Di sini Dewey memaparkan 3 model masyarakat dan pendidikannya yang dibandingkan
dengan masyarakat yang demokratis.
1. Implikasi interaksi sosial
Dewey ingin memperlihatkan bahwa kata masyarakat (society) itu bersifat mendua karena
memiliki arti normatif tetapi juga deskriptif, dan memiliki arti de jure tetapi juga arti de facto. Secara normatif dan de jure masyarakat dipandang sebagai
satu kesatuan yang lebih menekankan tujuan luhur, loyalitas pada tujuan
bersama, dan rasa hormat satu dengan yang lainnya. Sebaliknya kalau masyarakat
dipandang secara deskriptif dan de facto
yang ditemukan adalah pluralitas kelompok-kelompok kecil di dalamnya yang
masing-masing sangat berbeda dari sisi baik atau buruk. Di dalamnya terdapat
beragam kelompok bandit, kelompok bisnis, kelompok politik dst.
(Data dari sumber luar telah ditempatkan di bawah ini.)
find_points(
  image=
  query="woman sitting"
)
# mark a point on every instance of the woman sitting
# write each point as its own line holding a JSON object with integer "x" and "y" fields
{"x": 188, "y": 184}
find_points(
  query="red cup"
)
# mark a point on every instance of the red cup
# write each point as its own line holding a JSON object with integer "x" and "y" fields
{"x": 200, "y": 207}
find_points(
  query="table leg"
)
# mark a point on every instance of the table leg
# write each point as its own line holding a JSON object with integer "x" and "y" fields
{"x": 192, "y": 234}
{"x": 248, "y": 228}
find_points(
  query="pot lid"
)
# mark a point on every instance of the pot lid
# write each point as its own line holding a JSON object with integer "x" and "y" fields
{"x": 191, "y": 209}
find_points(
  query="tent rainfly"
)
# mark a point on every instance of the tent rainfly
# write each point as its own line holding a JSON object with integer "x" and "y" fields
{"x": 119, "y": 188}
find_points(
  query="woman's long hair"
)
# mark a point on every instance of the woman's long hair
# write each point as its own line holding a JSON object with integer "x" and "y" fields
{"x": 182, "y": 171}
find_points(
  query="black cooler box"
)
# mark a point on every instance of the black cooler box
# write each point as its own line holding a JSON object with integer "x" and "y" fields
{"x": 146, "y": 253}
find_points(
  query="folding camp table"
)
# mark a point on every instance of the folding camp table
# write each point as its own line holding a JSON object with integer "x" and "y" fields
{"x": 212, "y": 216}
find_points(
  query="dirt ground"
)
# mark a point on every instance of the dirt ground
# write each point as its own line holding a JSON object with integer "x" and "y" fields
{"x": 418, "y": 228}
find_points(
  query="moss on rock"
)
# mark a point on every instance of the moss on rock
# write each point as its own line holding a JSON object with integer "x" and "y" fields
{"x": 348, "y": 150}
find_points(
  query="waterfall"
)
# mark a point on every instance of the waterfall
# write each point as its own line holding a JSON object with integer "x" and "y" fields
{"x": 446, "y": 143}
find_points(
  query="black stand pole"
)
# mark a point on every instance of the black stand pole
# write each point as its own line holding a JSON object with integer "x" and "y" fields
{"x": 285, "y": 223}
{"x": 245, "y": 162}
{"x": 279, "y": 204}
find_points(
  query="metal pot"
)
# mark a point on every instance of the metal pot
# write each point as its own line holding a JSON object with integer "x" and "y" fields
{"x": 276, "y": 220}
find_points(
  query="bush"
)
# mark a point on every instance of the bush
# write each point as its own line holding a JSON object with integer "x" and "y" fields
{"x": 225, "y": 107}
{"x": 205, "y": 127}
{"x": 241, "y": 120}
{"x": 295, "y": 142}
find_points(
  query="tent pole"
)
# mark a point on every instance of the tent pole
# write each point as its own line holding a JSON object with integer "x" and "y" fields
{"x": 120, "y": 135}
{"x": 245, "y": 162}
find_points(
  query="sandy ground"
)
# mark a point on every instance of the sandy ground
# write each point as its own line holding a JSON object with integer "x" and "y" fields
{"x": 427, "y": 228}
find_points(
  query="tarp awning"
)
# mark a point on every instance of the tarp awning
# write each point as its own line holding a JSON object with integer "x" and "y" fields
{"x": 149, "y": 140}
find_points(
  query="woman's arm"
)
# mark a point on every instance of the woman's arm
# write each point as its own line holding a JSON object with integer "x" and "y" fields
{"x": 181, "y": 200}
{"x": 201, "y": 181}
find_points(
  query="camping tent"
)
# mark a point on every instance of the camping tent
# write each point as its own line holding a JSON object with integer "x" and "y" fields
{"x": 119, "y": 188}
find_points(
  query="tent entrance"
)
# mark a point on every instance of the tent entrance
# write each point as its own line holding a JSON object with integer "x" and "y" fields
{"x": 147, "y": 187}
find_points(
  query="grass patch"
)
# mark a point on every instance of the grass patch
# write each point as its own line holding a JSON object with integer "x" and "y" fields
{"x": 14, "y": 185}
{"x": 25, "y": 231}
Dalam beragam kelompok Dewey melihat bahwa masing-masing
disatukan oleh beberapa minat yang kurang lebih sama yang memungkinkan
terjadinya interaksi dan kerjasama dalam kelompok itu. Ada 2 kriteria yang dikemukakan Dewey untuk menilai suatu kelompok.
a.
Seberapa banyak dan bervariasi minat yang menjadi
perhatian bersama yang memungkinkan masing-masing saling memberi dan menerima?
b. Sejauh mana masing-masing anggota
bebas menjalin relasi dengan kelompok lain?
Dalam suatu
kelompok kriminal dapat dilihat mungkin ada beberapa minat, tetapi minat-minat
itu bisa dikategorikan dalam 1 minat saja, yaitu mencuri. Di samping itu
kelompok ini akan sangat terisolasi dan tidak bebas dalam berinteraksi dengan
kelompok-kelompok masyarakat yang lainnya. Stimulus dan respons yang terjadi
dalam kelompok itu sangatlah berat sebelah. Di situ tidak ada kesempatan yang
sederajad bagi masing-masing anggota untuk saling memberi dan menerima.
Dewey juga
menggolongkan masyarakat yang ditata oleh pemerintahan otoriter yang menindas
sebagai kelompok yang terbatas variasi minat dan relasi bebas dengan berbagai
kelompok lain. Dewey menyitir Plato yang mendefinisikan seorang budak sebagai
orang yang menerima arahan dari orang lain yang mengontrol perilakunya. Situasi
yang sama juga terjadi meski tanpa ada perbudakan eksplisit kalau orang bekerja
di masyarakat tanpa memahami artinya dan tanpa memiliki minat pribadi. Bahkan
berbagai kelompok masyarakat primitif cenderung memandang kelompok asing
sebagai musuh. Demikian juga efisiensi dalam dunia produksi mudah membuat orang
bekerja dalam rutinitas mekanis belaka tanpa minat dan motivasi. Dalam kelompok
atau masyarakat seperti ini kalau ada pendidikan, pendidikan yang terjadi di
dalamnya bisa dipastikan hanya parsial dan timpang.
Dalam
keluarga yang normal terdapat beragam minat: material, intelektual atau
estetis. Di samping itu masing-masing anggota cukup bebas untuk berinteraksi
dengan berbagai kelompok lain seperti sekolah, kelompok bisnis, kelompok budaya
dst. Di sini terdapat beragam minat yang memungkinkan masing-masing anggota
dapat saling memberi dan menerima, serta adanya berbagai kemungkinan kontak
yang bebas dengan berbagai kelompok sosial yang lain. Keragaman stimulus dan
respons dapat menstimulasi perkembangan intelektual yang positif.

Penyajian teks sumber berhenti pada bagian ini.